C’est un réflexe invisible : vouloir reprendre la main trop vite.
Ils n’écoutent pas pour comprendre.
Ils écoutent pour répondre.
👉 C’est exactement ce que le “Oui, et…” permet de corriger.
Ce biais est subtil. Il ne relève pas d’un manque de compétence, mais d’une posture profondément ancrée : celle de vouloir garder le contrôle de la conversation.
Or en vente complexe BtoB, cette posture est précisément ce qui limite la performance.
C’est ici que le parallèle avec le théâtre d’improvisation devient structurant et non anecdotique.
Car sur scène, ce comportement est immédiatement sanctionné.
Un comédien qui n’écoute pas ne peut pas jouer.
En vente, il peut continuer à parler.
Mais il vend moins.
Pourquoi l’écoute active échoue dans la majorité des ventes complexes
Ecoute active et vente : L’erreur classique consiste à considérer l’écoute active comme une technique.
C’est une erreur de niveau.
Une technique s’applique.
Une posture se travaille.
Dans un cycle de vente complexe, le commercial est confronté à plusieurs tensions simultanées : enjeux, multiplicité des interlocuteurs, pression sur les résultats, incertitude permanente.
Dans ce contexte, le cerveau cherche à sécuriser.
Et il sécurise en anticipant.
Pendant que le client expose une problématique, le commercial :
- catégorise
- interprète
- prépare sa réponse
Ce mécanisme est efficace pour argumenter.
Il est catastrophique pour écouter.
Car écouter réellement implique une chose que peu de commerciaux acceptent :
Suspendre son intention de convaincre.
Sans cette suspension, toutes les techniques d’écoute active deviennent superficielles.
Elles donnent l’illusion de la maîtrise, mais ne permettent pas d’accéder aux enjeux réels.
Et si vos équipes passaient d’une logique d’argumentation à une logique de co-construction ?
C’est là que se joue la différence entre :
- un commercial perçu comme insistant
- et un interlocuteur reconnu comme stratégique
Le “Oui, mais” : symptôme d’une posture de contrôle
Le “Oui, mais” n’est pas un problème de langage.
C’est un révélateur.
Il traduit une incapacité à accepter la réalité exprimée par le client.

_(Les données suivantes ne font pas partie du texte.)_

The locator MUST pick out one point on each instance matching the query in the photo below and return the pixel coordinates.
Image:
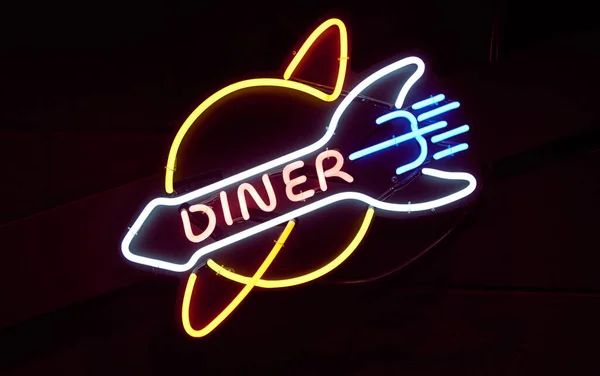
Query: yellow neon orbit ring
(187, 297)
(273, 82)
(280, 283)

Prenons une situation classique :
“On a déjà testé ce type de solution, ça n’a pas fonctionné.”
Réponse spontanée :
“Oui, mais notre solution est différente.”

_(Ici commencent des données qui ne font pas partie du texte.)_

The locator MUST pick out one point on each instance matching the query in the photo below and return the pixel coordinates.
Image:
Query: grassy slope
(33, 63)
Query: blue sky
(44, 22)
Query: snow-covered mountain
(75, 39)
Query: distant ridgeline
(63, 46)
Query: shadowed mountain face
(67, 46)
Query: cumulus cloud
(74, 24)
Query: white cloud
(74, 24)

Ce “mais” fait basculer la conversation.
Il introduit une opposition implicite.
Ce que le client entend n’est pas l’argument.
C’est le refus.
“Vous avez tort. Laissez-moi vous expliquer.”
À partir de ce moment, la dynamique change :
le client ne partage plus, il se défend.
Et le commercial, paradoxalement, doit produire encore plus d’efforts pour convaincre.
Le “Oui, et…” : une discipline d’écoute issue du théâtre d’improvisation
Écoute active dans la vente ? « Oui, et… »
Dans le théâtre d’improvisation, cette même règle structure toutes les interactions :
Accepter la proposition de l’autre… et construire dessus.
C’est le principe du “Oui, et…”.
Ce principe repose sur une distinction essentielle :
accepter ne signifie pas valider.
Accepter, c’est reconnaître que ce qui est dit existe dans la réalité de l’autre.
En vente, cette bascule est décisive.
Reprenons l’exemple :
“On a déjà testé ce type de solution, ça n’a pas fonctionné.”
Réponse en “Oui, et…” :
“Oui, et c’est justement ce qui m’intéresse. Qu’est-ce qui n’a pas fonctionné à ce moment-là ?”
Le contenu n’est pas plus complexe.
Mais la posture est radicalement différente.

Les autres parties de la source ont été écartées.